I love goat cheese, although I will admit finding Cheddar Cheese made with goat milk can be a challenge. Check out the cheese selection at Whole Foods or Trader Joe’s. (Hint: Cheddar Cheese made from goat’s milk is creamy and white). I am a huge fan of goat cheese – and blends made from goat and sheep’s milk. Truth be told, I love all cheeses. While some people will snack on chips and what have you, I’ll take chunks of cheese any day. Cheese on crackers, cheese on vegetable sticks, big hunks of cheese all on its own – yum!
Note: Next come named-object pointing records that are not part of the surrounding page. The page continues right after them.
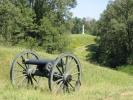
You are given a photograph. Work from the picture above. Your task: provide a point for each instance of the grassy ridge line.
(80, 42)
(98, 83)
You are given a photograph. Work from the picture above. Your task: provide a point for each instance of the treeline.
(114, 44)
(45, 24)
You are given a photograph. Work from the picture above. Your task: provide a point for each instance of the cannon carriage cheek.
(63, 73)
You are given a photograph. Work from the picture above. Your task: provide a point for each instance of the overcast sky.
(89, 8)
Asparagus, Prosciutto and Goat Cheese Crepes
1 cup All-purpose flour
1/4 tsp Salt
1 1/4 cup Milk
3 tbsp Melted butter
In blender, combine flour, salt, eggs, milk and 2 tablespoons of the butter; pulse until well blended and smooth. Cover and refrigerate for 1 hour.
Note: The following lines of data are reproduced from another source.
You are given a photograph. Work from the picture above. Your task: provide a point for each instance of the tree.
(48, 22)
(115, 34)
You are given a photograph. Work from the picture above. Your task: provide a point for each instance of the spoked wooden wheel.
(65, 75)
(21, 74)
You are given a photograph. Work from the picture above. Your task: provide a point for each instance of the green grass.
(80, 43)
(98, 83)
Heat 8-inch Crepe pan or skillet over medium heat. Brush lightly with 1 teaspoon of the remaining butter.
Pour a scant 1/4 cup of the batter into the pan, swirling to coat; cook for 1 minute, or until golden.
Flip and cook 30 seconds. Transfer to plate. Repeat with remaining butter and batter. Set aside and keep warm in 200 degree oven until ready to use.
Goat Cheese Cheddar Sauce
2 Tablespoons Butter
2 Tablespoons Flour
2 cups Milk
1 cup Shredded Goat cheese – Cheddar
In saucepan, melt butter over medium high heat. Stir in flour and cook until it makes a thick paste, about 2 minutes.
Slowly whisk in milk and bring to boil, lower heat and cook until sauce is thickened, about 15 minutes. Whisk in cheese until sauce is smooth. Thin with extra milk if desired.
Asparagus and Prosciutto Filling
36 Asparagus Spears, stemmed
12 slices Prosciutto
1/4 cup Fresh Chives, chopped
Fresh cracked pepper (to taste)
In large saucepan of boiling, salted water, blanch asparagus until tender crisp, about 2 minutes.
Drain and transfer to plate.
Fill each crepe with a slice of prosciutto and 3 asparagus spears. Roll up and serve topped with warm sauce.
Sprinkle with chives and fresh cracked pepper. Serve with a slice of lemon, if desired.